An Azerbaijani court in Baku has remanded the former state minister of Artsakh, Ruben Vardanyan, in custody. On September 27, Vardanyan’s spouse Veronika Zonabend alerted the media about his arrest in the Lachin Corridor while trying to cross over to Armenia. After being detained by Azerbaijani border guards, the handcuffed politician and billionaire entrepreneur was delivered to Baku. Azerbaijan’s authorities are charging him with financing terrorism and organizing an illegal military formation and illicit border crossing. According to the investigators, Vardanyan financed and coordinated the activities of armed groups whose raids led to the death of people and other major consequences. If Vardanayan were convicted, these charges would amount to no less than 12 years in prison.

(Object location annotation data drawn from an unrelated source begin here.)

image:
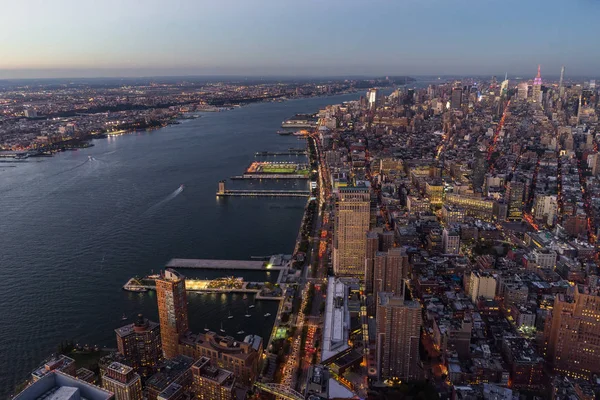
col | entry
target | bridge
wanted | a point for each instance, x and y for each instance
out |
(264, 193)
(281, 391)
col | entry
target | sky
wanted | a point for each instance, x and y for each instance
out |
(89, 38)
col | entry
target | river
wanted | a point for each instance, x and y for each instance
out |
(76, 226)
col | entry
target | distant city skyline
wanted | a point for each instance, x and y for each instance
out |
(68, 38)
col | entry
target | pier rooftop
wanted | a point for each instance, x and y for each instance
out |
(215, 264)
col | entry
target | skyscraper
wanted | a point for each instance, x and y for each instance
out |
(574, 342)
(123, 382)
(140, 343)
(561, 89)
(352, 218)
(515, 194)
(389, 271)
(172, 310)
(456, 100)
(450, 241)
(537, 87)
(373, 97)
(371, 250)
(398, 332)
(522, 90)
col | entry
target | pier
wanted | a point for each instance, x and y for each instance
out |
(291, 152)
(219, 285)
(222, 192)
(269, 176)
(264, 193)
(216, 264)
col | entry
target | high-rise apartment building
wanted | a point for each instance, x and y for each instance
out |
(481, 284)
(398, 331)
(450, 241)
(536, 93)
(373, 97)
(239, 356)
(561, 88)
(123, 381)
(522, 90)
(515, 193)
(172, 310)
(211, 382)
(390, 269)
(574, 342)
(371, 250)
(456, 99)
(352, 216)
(140, 343)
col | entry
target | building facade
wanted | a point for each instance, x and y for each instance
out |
(211, 382)
(172, 310)
(574, 342)
(352, 219)
(398, 333)
(140, 343)
(123, 381)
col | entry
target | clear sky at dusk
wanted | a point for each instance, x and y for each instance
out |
(306, 37)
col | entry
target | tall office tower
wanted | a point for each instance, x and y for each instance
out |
(456, 100)
(482, 284)
(561, 89)
(123, 382)
(522, 90)
(398, 330)
(574, 342)
(504, 86)
(494, 82)
(450, 241)
(479, 170)
(373, 97)
(212, 383)
(371, 250)
(172, 310)
(352, 217)
(389, 271)
(515, 194)
(537, 87)
(140, 343)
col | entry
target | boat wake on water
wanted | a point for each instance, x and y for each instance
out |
(164, 201)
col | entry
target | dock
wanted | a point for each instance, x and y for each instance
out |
(280, 153)
(216, 264)
(269, 176)
(263, 193)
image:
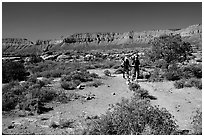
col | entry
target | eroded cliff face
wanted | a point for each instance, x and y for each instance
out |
(129, 37)
(192, 34)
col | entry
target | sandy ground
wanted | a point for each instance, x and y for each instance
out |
(181, 103)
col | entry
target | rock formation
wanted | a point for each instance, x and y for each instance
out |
(192, 34)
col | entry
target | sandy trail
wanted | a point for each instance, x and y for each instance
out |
(181, 103)
(103, 98)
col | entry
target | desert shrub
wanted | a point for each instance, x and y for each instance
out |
(193, 70)
(93, 75)
(156, 76)
(72, 96)
(161, 63)
(32, 78)
(170, 48)
(56, 73)
(194, 82)
(173, 73)
(197, 123)
(62, 97)
(134, 86)
(179, 83)
(43, 82)
(119, 71)
(66, 123)
(44, 95)
(107, 73)
(83, 76)
(143, 93)
(13, 71)
(70, 85)
(132, 118)
(35, 59)
(11, 95)
(95, 83)
(116, 66)
(108, 64)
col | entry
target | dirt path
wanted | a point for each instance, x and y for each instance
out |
(179, 102)
(111, 92)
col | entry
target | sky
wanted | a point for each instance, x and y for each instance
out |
(51, 20)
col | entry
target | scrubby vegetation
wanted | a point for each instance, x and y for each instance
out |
(197, 123)
(12, 71)
(26, 96)
(73, 79)
(135, 117)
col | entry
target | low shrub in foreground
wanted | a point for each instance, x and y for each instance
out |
(180, 83)
(197, 123)
(193, 70)
(95, 83)
(192, 82)
(13, 71)
(135, 117)
(70, 85)
(156, 76)
(107, 73)
(134, 86)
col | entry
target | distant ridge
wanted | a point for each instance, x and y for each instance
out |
(192, 34)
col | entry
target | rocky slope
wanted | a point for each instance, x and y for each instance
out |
(192, 34)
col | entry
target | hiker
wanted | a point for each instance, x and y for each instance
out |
(126, 67)
(135, 69)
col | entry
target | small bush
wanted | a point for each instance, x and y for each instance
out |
(107, 73)
(70, 85)
(197, 123)
(156, 76)
(95, 83)
(12, 71)
(11, 96)
(94, 75)
(134, 86)
(193, 70)
(194, 82)
(132, 118)
(142, 93)
(180, 83)
(119, 71)
(172, 75)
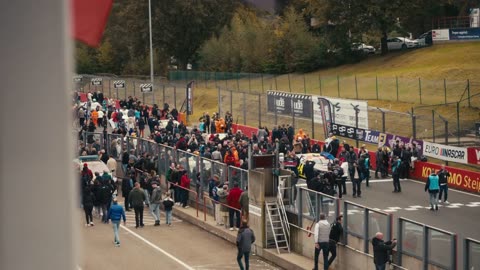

David Babayan, an advisor to the president of Artsakh, has voluntarily surrendered to the Azerbaijani authorities. In a Facebook post, he explained that Azerbaijan had blacklisted him and demanded that he come to Baku of his own volition to be investigated. “My non-compliance or, worse, an attempt to flee would bring most serious harm to our long-suffering people — to many people — and as an honest person, worker, patriot, and Christian, I cannot allow that,” he wrote.
More than half of all ethnic Armenians who lived in Karabakh have left the region. Nazeli Baghdasaryan, press secretary to the Armenian prime minister, stated that 68,386 refugees have entered the country since a humanitarian corridor opened. Prior to this exodus, Karabakh’s total Armenian population numbered 120,000. Yerevan has pledged to provide housing to people without a place to live. Prime Minister Nikol Pashinyan said he expects that no ethnic Armenians will be left in Nagorno-Karabakh within days, accusing Baku of ethnic cleansing. In response, Azerbaijan’s Foreign Ministry said Baku had nothing to do with the Armenians’ decision to leave the region.
Moscow says it has its eyes on the situation. Kremlin spokesman Dmitry Peskov said there’s little use in looking for culprits since “there isn’t any immediate, direct cause” of the refugee crisis. According to Peskov, Russian peacekeeping forces are assisting ethnic Armenians in crossing the border.
Russian peacekeepers have been deployed in the region since 2020, along the entire Azerbaijan–Armenia contact line and also along the Lachin Corridor, which connects Nagorno-Karabakh with Armenia. During their deployment, they’ve done nothing to impede Baku’s actions in the region. With the start of Azerbaijan’s military strike on Stepanakert on September 19, State Duma Deputy Andrey Kartapolov declared that Russian peacekeeping troops had no right to intervene or use their weapons unless their own lives were threatened.